Middle Mile Infrastructure Just as Important as Last Mile, Panel Says

The funding priorities of IIJA has created the false perception that middle mile is not as important as last mile, experts say.

Middle Mile Infrastructure Just as Important as Last Mile, Panel Says
J. Brent Legg (far-left), Kelly McGriff (center-left), Mike Ellison (center-right), Sean Buckley (far-right) at Broadband Communities Summit 2022

HOUSTON, May 4, 2022 – Experts agreed that educating stakeholders on the importance of middle mile infrastructure is paramount to connect underserved and unserved rural communities.

During the Broadband Communities Summit 2022, experts said that the Infrastructure, Investment and Jobs Act seems to deemphasize the role of middle mile infrastructure and contributes to the lay perception that middle mile infrastructure is less important than last mile.
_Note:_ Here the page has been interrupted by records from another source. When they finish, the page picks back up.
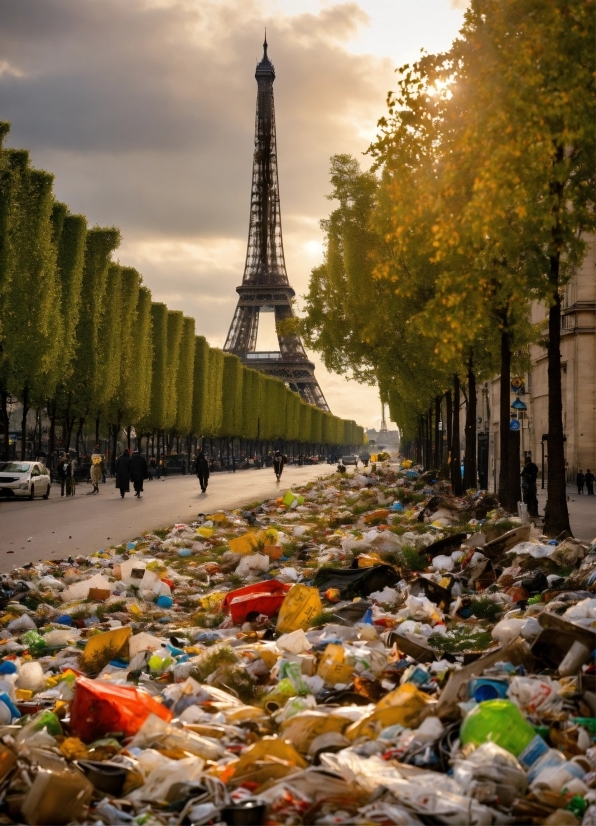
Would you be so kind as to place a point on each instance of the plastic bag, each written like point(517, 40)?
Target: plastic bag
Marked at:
point(99, 708)
point(301, 604)
point(102, 648)
point(262, 598)
point(252, 564)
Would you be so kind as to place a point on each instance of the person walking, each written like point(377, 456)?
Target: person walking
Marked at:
point(579, 481)
point(279, 461)
point(138, 471)
point(202, 470)
point(123, 473)
point(96, 471)
point(64, 470)
point(529, 476)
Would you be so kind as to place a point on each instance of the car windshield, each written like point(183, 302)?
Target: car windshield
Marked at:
point(15, 467)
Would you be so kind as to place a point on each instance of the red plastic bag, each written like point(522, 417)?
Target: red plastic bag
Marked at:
point(262, 598)
point(99, 708)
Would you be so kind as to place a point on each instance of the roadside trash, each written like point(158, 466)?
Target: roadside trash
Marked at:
point(363, 649)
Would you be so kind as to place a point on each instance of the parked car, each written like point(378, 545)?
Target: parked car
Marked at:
point(24, 479)
point(349, 460)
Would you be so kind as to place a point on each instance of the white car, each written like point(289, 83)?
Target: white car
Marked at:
point(24, 479)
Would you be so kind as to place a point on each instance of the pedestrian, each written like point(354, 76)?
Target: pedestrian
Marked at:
point(64, 470)
point(278, 464)
point(529, 490)
point(202, 470)
point(579, 481)
point(123, 473)
point(96, 471)
point(138, 471)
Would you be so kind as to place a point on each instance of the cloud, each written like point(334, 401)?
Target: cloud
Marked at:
point(145, 113)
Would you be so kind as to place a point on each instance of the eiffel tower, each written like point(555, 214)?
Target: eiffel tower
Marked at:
point(265, 286)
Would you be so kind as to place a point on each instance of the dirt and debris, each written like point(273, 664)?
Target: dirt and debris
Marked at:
point(366, 649)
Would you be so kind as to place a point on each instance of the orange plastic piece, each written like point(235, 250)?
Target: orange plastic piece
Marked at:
point(99, 708)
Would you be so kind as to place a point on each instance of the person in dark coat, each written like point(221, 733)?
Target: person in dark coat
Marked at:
point(138, 472)
point(579, 481)
point(278, 464)
point(202, 470)
point(123, 473)
point(64, 471)
point(530, 492)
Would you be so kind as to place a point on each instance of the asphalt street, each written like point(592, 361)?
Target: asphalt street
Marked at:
point(84, 523)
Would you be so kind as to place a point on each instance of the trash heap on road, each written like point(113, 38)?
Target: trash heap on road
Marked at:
point(366, 649)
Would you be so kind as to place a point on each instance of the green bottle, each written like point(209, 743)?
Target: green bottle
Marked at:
point(501, 722)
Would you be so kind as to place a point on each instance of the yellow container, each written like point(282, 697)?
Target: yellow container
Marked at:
point(105, 647)
point(333, 667)
point(301, 604)
point(404, 706)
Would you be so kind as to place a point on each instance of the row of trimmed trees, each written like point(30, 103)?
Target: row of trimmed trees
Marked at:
point(478, 204)
point(81, 338)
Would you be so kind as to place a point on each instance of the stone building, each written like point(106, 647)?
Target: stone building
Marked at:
point(578, 353)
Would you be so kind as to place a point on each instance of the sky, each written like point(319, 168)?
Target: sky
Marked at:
point(144, 111)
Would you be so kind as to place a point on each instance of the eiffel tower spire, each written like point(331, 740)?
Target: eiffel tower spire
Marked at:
point(265, 286)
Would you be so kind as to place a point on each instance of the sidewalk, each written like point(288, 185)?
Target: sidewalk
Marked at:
point(582, 512)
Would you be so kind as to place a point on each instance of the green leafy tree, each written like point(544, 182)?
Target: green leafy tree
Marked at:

The IIJA will provide $42.5 billion to improve broadband infrastructure, but only $1 billion is designated to be spent on the development of the middle mile — the transport part of the network connecting to the last mile, which is the connection to homes and businesses.

“There has been a lot of emphasis on last mile, and there should be, but there also needs to be emphasis on middle mile,” J. Brent Legg, Connect Nation executive vice president for government affairs said Wednesday. “A billion dollars does not go very far.”
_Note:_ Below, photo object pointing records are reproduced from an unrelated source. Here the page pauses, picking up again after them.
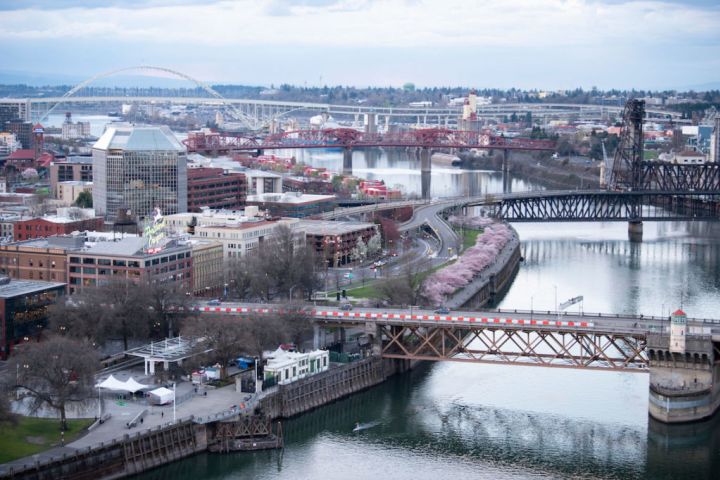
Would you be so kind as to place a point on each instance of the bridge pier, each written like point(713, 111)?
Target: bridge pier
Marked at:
point(635, 230)
point(347, 161)
point(425, 172)
point(684, 375)
point(507, 187)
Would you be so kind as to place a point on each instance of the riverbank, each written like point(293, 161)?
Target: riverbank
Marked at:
point(548, 172)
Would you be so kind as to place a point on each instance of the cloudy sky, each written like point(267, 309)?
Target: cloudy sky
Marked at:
point(483, 43)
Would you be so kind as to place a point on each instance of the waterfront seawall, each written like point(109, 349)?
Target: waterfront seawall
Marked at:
point(493, 281)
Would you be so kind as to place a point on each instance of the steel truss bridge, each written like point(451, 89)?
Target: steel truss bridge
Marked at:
point(351, 138)
point(530, 338)
point(603, 206)
point(256, 114)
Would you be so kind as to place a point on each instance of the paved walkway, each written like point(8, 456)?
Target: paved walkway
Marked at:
point(216, 402)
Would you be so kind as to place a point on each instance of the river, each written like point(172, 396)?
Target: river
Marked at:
point(459, 420)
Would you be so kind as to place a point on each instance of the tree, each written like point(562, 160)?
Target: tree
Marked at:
point(359, 252)
point(84, 199)
point(167, 305)
point(223, 336)
point(405, 288)
point(374, 245)
point(77, 317)
point(56, 373)
point(124, 312)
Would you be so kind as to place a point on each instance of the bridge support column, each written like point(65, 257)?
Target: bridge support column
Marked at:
point(507, 186)
point(347, 161)
point(635, 230)
point(685, 383)
point(316, 337)
point(425, 172)
point(370, 123)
“[Middle mile infrastructure] is integral,” Kelly McGriff, Uniti Group Inc. vice president and deputy general counsel, said. McGriff explained that even if there is sufficient infrastructure on the last mile side of things, it does not matter, because broadband service can only be as good as its weakest component. “There is no reason to have a massive pipe if all you have is a garden hose connecting it – one hand washes the other.”
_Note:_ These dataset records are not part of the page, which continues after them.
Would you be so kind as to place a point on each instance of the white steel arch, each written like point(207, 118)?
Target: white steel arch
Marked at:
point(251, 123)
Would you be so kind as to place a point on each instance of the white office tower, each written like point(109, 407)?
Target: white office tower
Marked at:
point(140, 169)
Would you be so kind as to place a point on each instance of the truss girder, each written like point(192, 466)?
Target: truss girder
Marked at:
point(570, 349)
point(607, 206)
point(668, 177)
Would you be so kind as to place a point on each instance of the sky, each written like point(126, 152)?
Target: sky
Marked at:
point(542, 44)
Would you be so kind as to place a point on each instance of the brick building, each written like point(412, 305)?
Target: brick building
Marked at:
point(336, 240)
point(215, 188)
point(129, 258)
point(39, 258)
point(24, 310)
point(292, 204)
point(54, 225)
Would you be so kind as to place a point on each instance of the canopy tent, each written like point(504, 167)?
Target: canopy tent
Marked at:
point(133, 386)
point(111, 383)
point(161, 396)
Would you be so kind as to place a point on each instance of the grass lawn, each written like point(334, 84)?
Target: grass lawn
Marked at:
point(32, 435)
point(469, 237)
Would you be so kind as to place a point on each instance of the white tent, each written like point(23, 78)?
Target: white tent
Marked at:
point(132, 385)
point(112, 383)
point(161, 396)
FiberLight Vice President of Public Sector Mike Ellison said that even if the last mile is comprised of pristine fiber, connecting that fiber to underfunded middle mile infrastructure that uses copper will create packet loss and latency.

‘Nobody wants to talk about the backhaul’

“People do not really understand what the problem is,” Ellison said. “How [the lack of middle mile infrastructure] is impacting people – how it is impacting schools.”

“The tough part is educating folks about [middle mile infrastructure] and getting them to the table for a conversation,” he said.

McGriff said that when he approaches stakeholders at the local and state level, “Nobody wants to talk about the backhaul,” adding, “There is just not a lot of talking around middle mile.”

“There is a lot of education to be done at the federal level, at the state level, and at the local level,” Legg said.

Legg described how a lack of middle mile hubs and internet exchange points has stunted the growth of networks. “There need to be more hubs need to be built out closer to the network’s edge.”

In addition to creating more hubs, Legg said that middle mile and last mile operators would have to work together to create the best end-user experience. “A huge part of solving this problem [is working with last mile operators to increase bandwidth and lower costs],” he said.

“Last mile connectivity is only as good as the middle connectivity that make it possible,” Legg added.